Visitors to the Swiss national exhibition are being encouraged to travel to the various sites under their own steam - and getting there can be half the fun.This content was published on July 4, 2002 - 10:14
Helping people on their way is the Expo.02 project, Human Powered Mobility, which has so far proven a success. The project functions on two fronts: the first is a network of bicycle and inline skating routes connecting the four exhibition sites in Biel, Murten, Neuchâtel and Yverdon-les-Bains; and the second is conveniently located hire shops.
"When you come to the shop to get a bicycle you get a little map which is very basic, but it shows the three lakes, the 170 kilometres of signposted roads for bicycles and 90 kilometres for inline skates," explains Patrik Mathys, who runs the hire company, Bike Station.
There is a Bike Station shop outside the main entrances of each of the four exhibition sites as well as in the village of Ins, strategically located in the middle of the network between Biel, Neuchâtel and Murten.
Bike Station charges SFr25 a day for either a normal bicycle, recumbent bike, or special three-wheeled bike resembling a rickshaw, designed for a disabled person and an able-bodied companion. There are also inline skates, bicycle trailers for kids and trail-a-bikes, which have a wheel-and-frame attachment that converts a regular bike into a tandem for an adult and child.
All the normal bicycles are the same size, which means a quick adjustment of the seat is all that is required to get someone on the road, and the gearshift is literally at your fingertips on the handlebars.
Within a few minutes, the woman at the Bike Station in Neuchâtel had us on our way, even though our request was anything but simple - two adult bikes, one for myself with a trailer at the back where our four-year-old daughter would spend the next few hours, and one for my wife along with a trail-a-bike for our son.
But before we set off for the 35-kilometre ride to the Expo site at Murten, I went over the map with Mathys, which proved unnecessary.
"The big advantage is you don't really have to use a map, because the trails are signposted," he said, reassuringly. "At every corner you see a new sign which shows you the way."
And Mathys was right. Well-placed red signs led us through a labyrinth of suburbs, industrial zones, and farmers' fields as we flirted with the northwestern shore of Lake Neuchâtel.

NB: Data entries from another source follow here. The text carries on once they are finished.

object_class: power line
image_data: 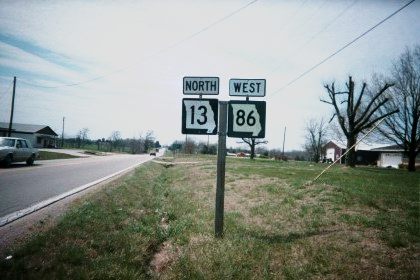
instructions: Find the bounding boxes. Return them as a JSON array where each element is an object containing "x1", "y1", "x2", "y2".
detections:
[
  {"x1": 270, "y1": 0, "x2": 309, "y2": 37},
  {"x1": 268, "y1": 0, "x2": 358, "y2": 75},
  {"x1": 20, "y1": 0, "x2": 259, "y2": 89},
  {"x1": 0, "y1": 79, "x2": 13, "y2": 103},
  {"x1": 0, "y1": 80, "x2": 14, "y2": 122},
  {"x1": 289, "y1": 0, "x2": 329, "y2": 36},
  {"x1": 301, "y1": 0, "x2": 359, "y2": 49},
  {"x1": 271, "y1": 0, "x2": 415, "y2": 94}
]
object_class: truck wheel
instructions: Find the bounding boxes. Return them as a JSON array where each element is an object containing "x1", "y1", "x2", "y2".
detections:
[{"x1": 26, "y1": 154, "x2": 35, "y2": 166}]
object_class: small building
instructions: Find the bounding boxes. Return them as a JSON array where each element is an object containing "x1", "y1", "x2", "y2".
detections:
[
  {"x1": 323, "y1": 140, "x2": 405, "y2": 168},
  {"x1": 0, "y1": 122, "x2": 58, "y2": 148},
  {"x1": 324, "y1": 141, "x2": 346, "y2": 164}
]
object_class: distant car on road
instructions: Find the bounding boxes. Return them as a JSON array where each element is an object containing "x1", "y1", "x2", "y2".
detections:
[
  {"x1": 150, "y1": 152, "x2": 156, "y2": 156},
  {"x1": 0, "y1": 137, "x2": 39, "y2": 166}
]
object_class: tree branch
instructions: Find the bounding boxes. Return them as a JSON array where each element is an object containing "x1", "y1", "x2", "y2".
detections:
[
  {"x1": 320, "y1": 99, "x2": 333, "y2": 105},
  {"x1": 354, "y1": 82, "x2": 367, "y2": 113},
  {"x1": 355, "y1": 83, "x2": 394, "y2": 124},
  {"x1": 360, "y1": 109, "x2": 399, "y2": 132}
]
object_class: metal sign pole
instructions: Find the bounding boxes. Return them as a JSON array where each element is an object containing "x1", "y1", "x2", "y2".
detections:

This first stretch was anything but scenic; however, it is ideal if you want to see how the Swiss middle class live. The "Three Lakes Region", as it has been dubbed for Expo, also has the advantage of being totally flat. It is not for serious bikers, but great if you have two kids in tow.
The day, however, wasn't without its problems. It was hot and the bikes were not equipped with bottle holders, meaning that we had to dismount and fish our water bottles out of our saddlebags each time someone needed a drink.

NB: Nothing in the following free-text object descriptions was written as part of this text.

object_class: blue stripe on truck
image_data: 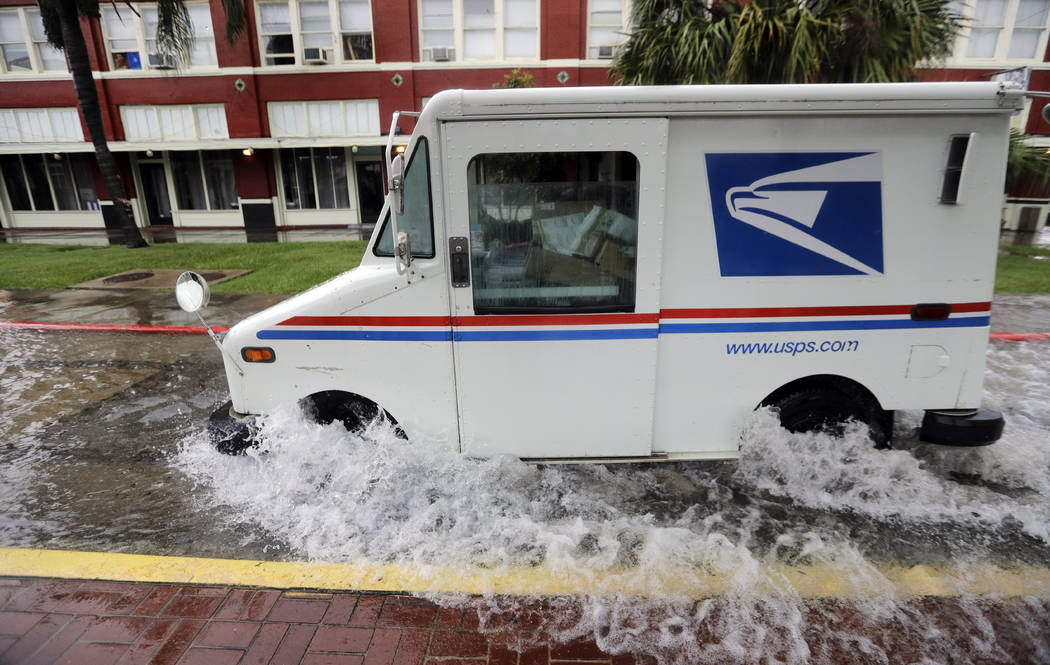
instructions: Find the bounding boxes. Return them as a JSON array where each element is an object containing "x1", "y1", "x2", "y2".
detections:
[
  {"x1": 256, "y1": 316, "x2": 990, "y2": 342},
  {"x1": 453, "y1": 328, "x2": 659, "y2": 342},
  {"x1": 659, "y1": 316, "x2": 991, "y2": 334},
  {"x1": 257, "y1": 330, "x2": 454, "y2": 341}
]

Then we found that the bracket holding the trailer to the bike was loose and in danger of falling off. We couldn't get it repaired until we arrived at the next Bike Station in Ins, the halfway point of our trip.
The highlight was crossing the Rotary Bridge. The curving wooden structure crosses the canal connecting lakes Murten and Neuchâtel and was built as a key element of the bicycle network, and is only for cyclists, walkers and inline skaters.

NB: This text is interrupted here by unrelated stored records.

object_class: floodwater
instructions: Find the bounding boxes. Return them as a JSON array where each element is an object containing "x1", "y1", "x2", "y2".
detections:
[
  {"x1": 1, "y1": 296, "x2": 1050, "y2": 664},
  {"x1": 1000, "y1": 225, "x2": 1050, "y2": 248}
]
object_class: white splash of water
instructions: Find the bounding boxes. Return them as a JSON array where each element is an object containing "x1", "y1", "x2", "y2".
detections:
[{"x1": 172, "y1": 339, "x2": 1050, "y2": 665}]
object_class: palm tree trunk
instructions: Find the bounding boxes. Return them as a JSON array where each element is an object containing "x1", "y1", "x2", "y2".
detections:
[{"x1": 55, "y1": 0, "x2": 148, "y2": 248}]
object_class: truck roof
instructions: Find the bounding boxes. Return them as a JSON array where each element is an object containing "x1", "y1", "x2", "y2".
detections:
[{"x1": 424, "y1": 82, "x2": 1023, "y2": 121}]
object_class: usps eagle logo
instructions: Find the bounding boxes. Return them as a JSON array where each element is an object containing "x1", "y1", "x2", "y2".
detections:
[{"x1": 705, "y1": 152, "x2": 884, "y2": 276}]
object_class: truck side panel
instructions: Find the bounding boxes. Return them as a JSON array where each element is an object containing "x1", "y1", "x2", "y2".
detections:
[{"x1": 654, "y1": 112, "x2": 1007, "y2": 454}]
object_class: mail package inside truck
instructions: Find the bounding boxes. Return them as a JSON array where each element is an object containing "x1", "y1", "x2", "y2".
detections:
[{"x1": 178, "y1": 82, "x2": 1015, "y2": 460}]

From the bridge, there were only a few kilometres to go. We skirted the northern flank of Mont Vully and its vineyards and then followed the railway tracks along the shore of Lake Murten.
We dropped our vehicles off at the Bike Station in Murten where we were greeted with a smile by a woman who scanned the computer codes on our bikes. That was all there was to it. There were no additional charges for not returning the bikes to our starting point in Neuchâtel, and no paper work.
And the bike station was only a hop, skip and a jump away from the main attractions of the Swiss national exhibition in Murten. We found we still had time left in the day to enjoy a few of the attractions before our train journey home.